JUST IN: Pfumvudza beneficiaries get inputs

President Mnangagwa tours a model Pfumvudza plot. (File Picture)

Elita Chikwati Agriculture Reporter

More than 83 percent of the Climate-Proofed Presidential Inputs Scheme popularly known as Pfumvudza beneficiaries have received inputs as the Grain Marketing Board is racing against time to ensure all farmers receive their inputs early.

The Pfumvudza programme is set to benefit 1, 8million households country wide and more than 1, 5 million have received their inputs.

GMB chief executive, Mr Rockie Mutenha said they were working hard to make sure inputs are distributed on time.

“We have a few challenges that may delay us.

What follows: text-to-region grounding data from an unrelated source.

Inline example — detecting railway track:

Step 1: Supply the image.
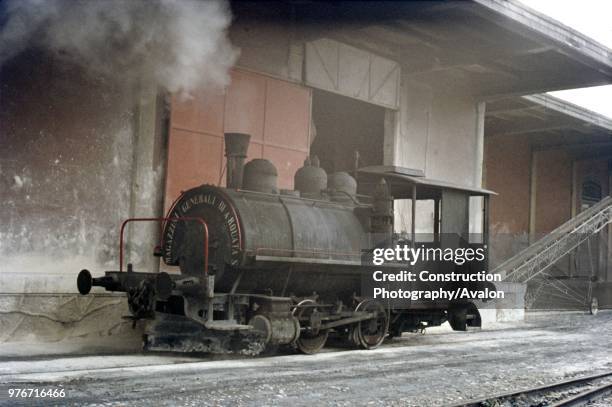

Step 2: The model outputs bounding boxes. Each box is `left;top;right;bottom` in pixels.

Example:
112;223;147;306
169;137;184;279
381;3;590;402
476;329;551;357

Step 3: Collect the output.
453;371;612;407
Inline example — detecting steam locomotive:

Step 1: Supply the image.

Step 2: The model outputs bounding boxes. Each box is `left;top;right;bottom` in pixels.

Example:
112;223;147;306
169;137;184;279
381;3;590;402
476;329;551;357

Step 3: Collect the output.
77;133;495;354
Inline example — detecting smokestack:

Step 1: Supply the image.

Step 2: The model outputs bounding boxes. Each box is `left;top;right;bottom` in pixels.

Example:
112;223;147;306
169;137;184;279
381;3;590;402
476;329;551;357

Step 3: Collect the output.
224;133;250;189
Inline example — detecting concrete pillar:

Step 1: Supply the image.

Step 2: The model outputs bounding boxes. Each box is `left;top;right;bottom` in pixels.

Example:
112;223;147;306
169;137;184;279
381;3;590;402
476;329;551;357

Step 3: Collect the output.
529;150;538;244
288;42;304;83
474;102;486;187
470;101;485;236
383;109;398;166
126;83;167;272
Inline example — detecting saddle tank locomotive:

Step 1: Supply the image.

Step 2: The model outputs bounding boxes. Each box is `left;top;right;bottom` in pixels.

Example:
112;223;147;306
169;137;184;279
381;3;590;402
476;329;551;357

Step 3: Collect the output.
77;133;495;354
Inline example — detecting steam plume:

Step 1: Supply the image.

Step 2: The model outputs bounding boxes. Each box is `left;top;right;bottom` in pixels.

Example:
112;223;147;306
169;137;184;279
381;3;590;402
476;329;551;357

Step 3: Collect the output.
0;0;238;95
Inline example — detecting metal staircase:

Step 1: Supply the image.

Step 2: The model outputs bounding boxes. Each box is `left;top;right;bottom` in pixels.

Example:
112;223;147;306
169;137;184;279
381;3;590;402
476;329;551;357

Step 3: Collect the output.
495;195;612;284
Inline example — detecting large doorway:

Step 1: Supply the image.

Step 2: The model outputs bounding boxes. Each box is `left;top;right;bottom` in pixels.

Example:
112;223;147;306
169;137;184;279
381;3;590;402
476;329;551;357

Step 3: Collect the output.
310;89;386;174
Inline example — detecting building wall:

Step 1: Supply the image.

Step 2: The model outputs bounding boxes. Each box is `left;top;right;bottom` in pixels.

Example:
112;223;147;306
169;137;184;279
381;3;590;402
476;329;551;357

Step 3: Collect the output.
0;50;162;349
573;158;609;284
574;158;609;210
393;80;480;186
0;51;163;293
229;19;297;82
484;129;612;288
484;137;575;264
487;136;612;228
229;23;485;196
533;151;607;234
534;149;573;234
486;137;611;238
485;135;531;235
162;19;313;212
484;135;532;265
165;69;311;212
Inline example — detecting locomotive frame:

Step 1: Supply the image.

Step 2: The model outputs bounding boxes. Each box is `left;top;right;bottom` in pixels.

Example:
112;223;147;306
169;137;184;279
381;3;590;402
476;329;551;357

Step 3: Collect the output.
77;133;496;355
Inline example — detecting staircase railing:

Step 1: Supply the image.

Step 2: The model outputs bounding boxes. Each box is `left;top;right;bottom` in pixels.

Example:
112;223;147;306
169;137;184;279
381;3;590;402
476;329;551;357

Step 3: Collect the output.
495;196;612;283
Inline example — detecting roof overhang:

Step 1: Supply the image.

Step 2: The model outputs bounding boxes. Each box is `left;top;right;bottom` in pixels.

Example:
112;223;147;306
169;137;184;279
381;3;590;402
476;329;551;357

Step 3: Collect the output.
232;1;612;98
486;93;612;142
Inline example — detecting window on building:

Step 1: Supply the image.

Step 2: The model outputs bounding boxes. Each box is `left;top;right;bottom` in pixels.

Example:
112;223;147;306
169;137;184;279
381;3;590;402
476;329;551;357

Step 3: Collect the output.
581;179;602;209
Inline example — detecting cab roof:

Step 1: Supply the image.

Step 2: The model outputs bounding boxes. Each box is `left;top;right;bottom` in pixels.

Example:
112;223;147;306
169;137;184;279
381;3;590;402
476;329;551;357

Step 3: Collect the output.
358;166;497;200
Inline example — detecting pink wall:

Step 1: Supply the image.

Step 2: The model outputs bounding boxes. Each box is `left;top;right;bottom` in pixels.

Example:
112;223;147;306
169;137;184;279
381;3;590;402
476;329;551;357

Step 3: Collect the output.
166;69;311;211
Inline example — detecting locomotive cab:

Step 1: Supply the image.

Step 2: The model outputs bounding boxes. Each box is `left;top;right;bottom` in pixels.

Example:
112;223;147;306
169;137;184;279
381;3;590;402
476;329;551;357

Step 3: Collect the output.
357;166;496;334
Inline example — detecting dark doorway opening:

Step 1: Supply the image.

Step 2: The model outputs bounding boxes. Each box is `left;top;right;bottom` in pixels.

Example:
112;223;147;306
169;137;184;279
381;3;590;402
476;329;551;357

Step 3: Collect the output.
310;89;386;174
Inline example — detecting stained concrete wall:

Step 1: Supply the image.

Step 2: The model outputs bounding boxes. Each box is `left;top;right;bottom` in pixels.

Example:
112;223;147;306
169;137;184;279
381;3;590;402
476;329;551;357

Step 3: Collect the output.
393;83;480;187
0;51;166;292
0;294;142;356
0;50;165;351
1;51;134;293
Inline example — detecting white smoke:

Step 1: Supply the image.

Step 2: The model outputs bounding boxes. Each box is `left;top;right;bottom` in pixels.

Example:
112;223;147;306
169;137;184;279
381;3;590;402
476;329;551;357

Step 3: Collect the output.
0;0;238;96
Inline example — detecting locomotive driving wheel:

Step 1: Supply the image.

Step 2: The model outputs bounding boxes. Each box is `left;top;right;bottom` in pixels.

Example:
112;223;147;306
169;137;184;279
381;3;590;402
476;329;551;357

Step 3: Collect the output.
354;299;388;349
292;299;328;354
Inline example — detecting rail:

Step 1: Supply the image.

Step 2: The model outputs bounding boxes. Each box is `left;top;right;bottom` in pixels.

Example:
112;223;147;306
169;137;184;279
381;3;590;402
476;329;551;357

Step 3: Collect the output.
452;370;612;407
119;217;209;276
495;196;612;283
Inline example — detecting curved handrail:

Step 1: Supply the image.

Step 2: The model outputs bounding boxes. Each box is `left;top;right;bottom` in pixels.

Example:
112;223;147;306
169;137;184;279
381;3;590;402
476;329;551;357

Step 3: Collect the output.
119;217;209;277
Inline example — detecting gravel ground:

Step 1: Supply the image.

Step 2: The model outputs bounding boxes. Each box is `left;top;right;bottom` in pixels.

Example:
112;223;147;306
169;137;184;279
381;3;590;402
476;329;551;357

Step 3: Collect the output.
0;311;611;406
590;394;612;407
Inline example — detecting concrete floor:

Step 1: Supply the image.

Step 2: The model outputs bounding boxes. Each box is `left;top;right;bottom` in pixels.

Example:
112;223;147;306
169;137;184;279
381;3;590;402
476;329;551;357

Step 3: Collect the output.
1;311;611;406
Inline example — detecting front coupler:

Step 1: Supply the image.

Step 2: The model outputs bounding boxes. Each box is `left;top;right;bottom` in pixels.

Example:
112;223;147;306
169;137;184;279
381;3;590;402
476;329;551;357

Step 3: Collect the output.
77;268;205;319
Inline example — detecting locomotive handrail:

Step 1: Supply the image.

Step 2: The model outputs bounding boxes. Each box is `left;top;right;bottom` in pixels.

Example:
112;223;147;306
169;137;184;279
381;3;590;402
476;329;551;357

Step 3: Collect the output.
119;217;209;277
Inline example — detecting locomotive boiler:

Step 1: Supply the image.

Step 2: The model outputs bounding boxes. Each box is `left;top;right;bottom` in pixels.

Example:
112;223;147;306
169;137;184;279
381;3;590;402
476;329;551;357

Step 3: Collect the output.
77;132;496;354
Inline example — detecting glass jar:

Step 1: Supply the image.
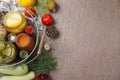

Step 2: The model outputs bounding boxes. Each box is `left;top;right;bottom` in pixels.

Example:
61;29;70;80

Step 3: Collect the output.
16;33;35;52
3;11;27;34
0;41;16;63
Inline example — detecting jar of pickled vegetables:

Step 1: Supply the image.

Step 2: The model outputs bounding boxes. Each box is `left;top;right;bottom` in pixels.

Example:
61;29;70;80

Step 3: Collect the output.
0;41;16;63
3;11;27;34
16;33;35;51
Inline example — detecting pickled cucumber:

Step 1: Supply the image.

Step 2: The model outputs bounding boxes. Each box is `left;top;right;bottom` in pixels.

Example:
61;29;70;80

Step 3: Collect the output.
0;42;5;51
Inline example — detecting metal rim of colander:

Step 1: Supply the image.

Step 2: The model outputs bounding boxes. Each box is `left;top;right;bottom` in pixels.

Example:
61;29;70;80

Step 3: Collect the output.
0;1;41;66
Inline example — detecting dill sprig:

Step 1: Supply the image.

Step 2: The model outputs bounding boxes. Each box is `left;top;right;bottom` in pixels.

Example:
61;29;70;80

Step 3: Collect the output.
28;49;57;75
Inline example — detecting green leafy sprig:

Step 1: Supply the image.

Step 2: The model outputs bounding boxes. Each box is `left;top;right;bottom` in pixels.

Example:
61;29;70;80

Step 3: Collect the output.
28;49;57;75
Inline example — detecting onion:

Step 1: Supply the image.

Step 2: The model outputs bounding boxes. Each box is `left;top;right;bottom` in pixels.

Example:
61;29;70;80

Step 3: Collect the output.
34;74;51;80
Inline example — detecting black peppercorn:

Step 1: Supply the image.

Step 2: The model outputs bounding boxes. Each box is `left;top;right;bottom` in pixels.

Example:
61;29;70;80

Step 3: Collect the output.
45;26;59;39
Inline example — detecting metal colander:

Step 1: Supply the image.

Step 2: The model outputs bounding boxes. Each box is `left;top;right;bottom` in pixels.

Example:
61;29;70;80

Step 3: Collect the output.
0;0;43;66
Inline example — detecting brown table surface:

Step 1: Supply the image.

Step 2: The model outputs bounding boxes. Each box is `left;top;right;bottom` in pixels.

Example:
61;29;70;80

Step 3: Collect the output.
50;0;120;80
1;0;120;80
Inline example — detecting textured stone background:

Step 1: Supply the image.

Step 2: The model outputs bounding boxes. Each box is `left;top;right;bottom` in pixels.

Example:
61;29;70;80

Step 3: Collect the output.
50;0;120;80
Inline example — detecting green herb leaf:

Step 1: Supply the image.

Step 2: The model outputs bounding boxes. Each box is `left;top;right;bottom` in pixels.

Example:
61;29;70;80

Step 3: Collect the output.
28;49;57;75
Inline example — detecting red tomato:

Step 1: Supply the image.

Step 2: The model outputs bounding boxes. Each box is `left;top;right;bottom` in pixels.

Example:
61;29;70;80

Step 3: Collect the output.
41;14;53;26
24;7;36;18
25;26;34;35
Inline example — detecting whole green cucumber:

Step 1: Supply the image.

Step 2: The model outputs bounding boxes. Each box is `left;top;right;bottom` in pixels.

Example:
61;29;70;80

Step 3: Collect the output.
0;71;35;80
0;64;28;76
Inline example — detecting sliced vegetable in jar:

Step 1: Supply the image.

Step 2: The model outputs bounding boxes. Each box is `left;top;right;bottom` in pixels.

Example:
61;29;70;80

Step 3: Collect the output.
0;42;16;63
2;47;11;56
0;42;5;51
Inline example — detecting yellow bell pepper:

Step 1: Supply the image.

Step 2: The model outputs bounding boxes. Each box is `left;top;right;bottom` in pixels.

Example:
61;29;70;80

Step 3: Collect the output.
18;0;36;7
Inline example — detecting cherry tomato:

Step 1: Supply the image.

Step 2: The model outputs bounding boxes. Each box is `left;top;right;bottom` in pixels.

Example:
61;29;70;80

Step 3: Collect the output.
34;74;51;80
24;7;36;18
41;14;53;26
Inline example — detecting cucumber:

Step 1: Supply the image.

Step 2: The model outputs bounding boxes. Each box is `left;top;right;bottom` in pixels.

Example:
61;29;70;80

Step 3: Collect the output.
0;71;35;80
0;42;5;51
0;64;28;76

Inputs are being given to farmers who would have dug holes and some farmers are not yet ready hence cannot be given inputs.


“Suppliers are also overwhelmed as they have to supply Command Agriculture and at the same time supply Pfumvudza, cotton inputs and private retail shops.

“Transporters are limited as they are the same who are also distributing maize for the Department of Social Welfare,” said Mr Mutenha.

Under the Pfumvudza programme, 1 570 823 households have received inputs.  GMB has distributed 11 287 tonnes of maize seed, 1 617 tonnes of soya beans, 1 337 tonnes of traditional grains and 107 tonnes of other crops.

“Farmers have also received 52 908 tonnes of Compound D, 14 095 tonnes of ammonium nitrate and 13 593 tonnes of lime,” he said.

Under the Pfumvudza concept, communal farmers will now be required to practise conservation agriculture, a concept also known as Pfumvudza for them to benefit under the Presidential Inputs Scheme as Government moves in to boost agriculture productivity and ensure food self-sufficiency and surplus.

Pfumvudza is a concept that is aimed at climate proofing agriculture by adopting conservation farming techniques and involves the utilisation of small pieces of land and applying the correct agronomic practices for higher returns.
The concept, which will be applied to maize, traditional grains, and soya beans will also commercialise smallholder agriculture.

So far, most farmers under Pfumvudza have completed their plots each with most completing mulching and fertiliser application.

Zimbabwe Commercial Farmers Union president, Mr Shadreck Makombe said the uptake of Pfumvudza had been encouraging.

“Even some independent institutions who are not getting inputs under the programme have also begun practicing conservation agriculture and have dug out holes,” he said.